10 E, vendo Joab que a frente da batalha estava contra elle por diante e por detraz, fez escolha d'entre os mais escolhidos de Israel, e os ordenou contra os syros:
Önde, arkada düşman birliklerini gören Yoav, İsrail'in en iyi askerlerinden bazılarını seçerek Aramlılar'ın karşısına yerleştirdi.
11 E o resto do povo entregou na mão de Abisai, seu irmão; e pozeram-se em ordem de batalha contra os filhos d'Ammon.
Geri kalan birlikleri de kardeşi Avişay'ın komutasına vererek Ammonlular'a karşı yerleştirdi.
12 E disse: Se os syros forem mais fortes do que eu, tu virás soccorrer-me; e, se os filhos de Ammon forem mais fortes do que tu, então eu te soccorrerei a ti.
Yoav, “Aramlılar benden güçlü çıkarsa, yardımıma gelirsin” dedi, “Ama Ammonlular senden güçlü çıkarsa, ben sana yardıma gelirim.
13 Esforça-te, e esforcemo-nos pelo nosso povo, e pelas cidades do nosso Deus, e faça o Senhor o que parecer bem aos seus olhos.
Güçlü ol! Halkımızın ve Tanrımız'ın kentleri uğruna yürekli olalım!

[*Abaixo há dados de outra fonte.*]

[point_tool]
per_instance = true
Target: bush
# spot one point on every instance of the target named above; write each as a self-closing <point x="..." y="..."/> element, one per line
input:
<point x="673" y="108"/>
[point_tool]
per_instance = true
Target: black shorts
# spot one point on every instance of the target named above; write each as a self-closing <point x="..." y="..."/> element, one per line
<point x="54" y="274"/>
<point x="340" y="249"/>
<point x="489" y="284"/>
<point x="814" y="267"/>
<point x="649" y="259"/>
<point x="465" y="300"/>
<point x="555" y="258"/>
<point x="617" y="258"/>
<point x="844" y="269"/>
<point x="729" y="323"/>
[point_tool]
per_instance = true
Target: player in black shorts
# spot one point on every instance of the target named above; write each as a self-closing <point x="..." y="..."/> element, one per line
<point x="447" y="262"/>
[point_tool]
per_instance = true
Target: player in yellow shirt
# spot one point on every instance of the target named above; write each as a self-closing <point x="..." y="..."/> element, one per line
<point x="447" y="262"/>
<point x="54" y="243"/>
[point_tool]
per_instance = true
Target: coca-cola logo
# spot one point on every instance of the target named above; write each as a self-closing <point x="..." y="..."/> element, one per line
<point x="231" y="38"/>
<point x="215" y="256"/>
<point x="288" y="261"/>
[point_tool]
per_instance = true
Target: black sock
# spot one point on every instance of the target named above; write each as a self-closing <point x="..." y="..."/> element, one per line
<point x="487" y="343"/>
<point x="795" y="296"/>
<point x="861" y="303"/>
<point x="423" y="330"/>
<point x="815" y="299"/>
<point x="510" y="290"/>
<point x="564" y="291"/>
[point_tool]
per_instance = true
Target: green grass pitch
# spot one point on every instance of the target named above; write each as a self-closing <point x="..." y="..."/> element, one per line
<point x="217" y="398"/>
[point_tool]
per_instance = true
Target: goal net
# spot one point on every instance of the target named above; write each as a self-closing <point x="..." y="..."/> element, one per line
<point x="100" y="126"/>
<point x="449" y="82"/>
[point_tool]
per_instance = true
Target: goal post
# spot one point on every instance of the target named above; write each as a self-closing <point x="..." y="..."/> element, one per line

RAB gözünde iyi olanı yapsın.”
14 Então se chegou Joab, e o povo que tinha comsigo, diante dos syros, para a batalha; e fugiram de diante d'elle.
Yoav'la yanındakiler Aramlılar'a karşı savaşmak için ileri atılınca, Aramlılar onlardan kaçtı.
15 Vendo pois os filhos d'Ammon que os syros fugiram, tambem elles fugiram de diante de Abisai, seu irmão, e entraram na cidade: e veiu Joab para Jerusalem.
Aramlılar'ın kaçıştığını gören Ammonlular da Yoav'ın kardeşi Avişay'dan kaçarak kente girdiler. Yoav ise Yeruşalim'e döndü.
16 E, vendo os syros que foram derrotados diante d'Israel, enviaram mensageiros, e fizeram sair os syros que habitavam da banda d'além do rio: e Sophac, capitão do exercito de Hadar-ezer, marchava diante d'elles.
İsrailliler'in önünde bozguna uğradıklarını gören Aramlılar, ulaklar gönderip Fırat Irmağı'nın karşı yakasında, Hadadezer'in ordu komutanı Şofak'ın komutasındaki Aramlılar'ı çağırdılar.
17 Do que avisado David, ajuntou a todo o Israel, e passou o Jordão, e veiu ter com elles, e ordenou contra elles a batalha: e, tendo David ordenado a batalha contra os syros, pelejaram contra elle.
Davut bunu duyunca, bütün İsrail ordusunu topladı. Şeria Irmağı'ndan geçerek onlara doğru ilerleyip karşılarında savaş düzeni aldı. Davut savaşmak için düzen alınca, Aramlılar onunla savaştılar.
18 Porém os syros fugiram de diante d'Israel, e feriu David, dos syros, sete mil cavallos de carros, e quarenta mil homens de pé: e a Sophac, capitão do exercito, matou.
Ne var ki, Aramlılar İsrailliler'in önünden kaçtılar. Davut onlardan yedi bin savaş arabası sürücüsü ile kırk bin yaya asker öldürdü. Ordu komutanı Şofak'ı da öldürdü.
19 Vendo pois os servos d'Hadar-ezer que tinham sido feridos diante d'Israel, fizeram paz com David, e o serviram: e os syros nunca mais quizeram soccorrer os filhos d'Ammon.
Hadadezer'in buyruğundaki krallar İsrailliler'in önünde bozguna uğradıklarını görünce, Davut'la barış yaparak ona boyun eğdiler. Aramlılar bundan böyle Ammonlular'a yardım etmekten kaçındılar.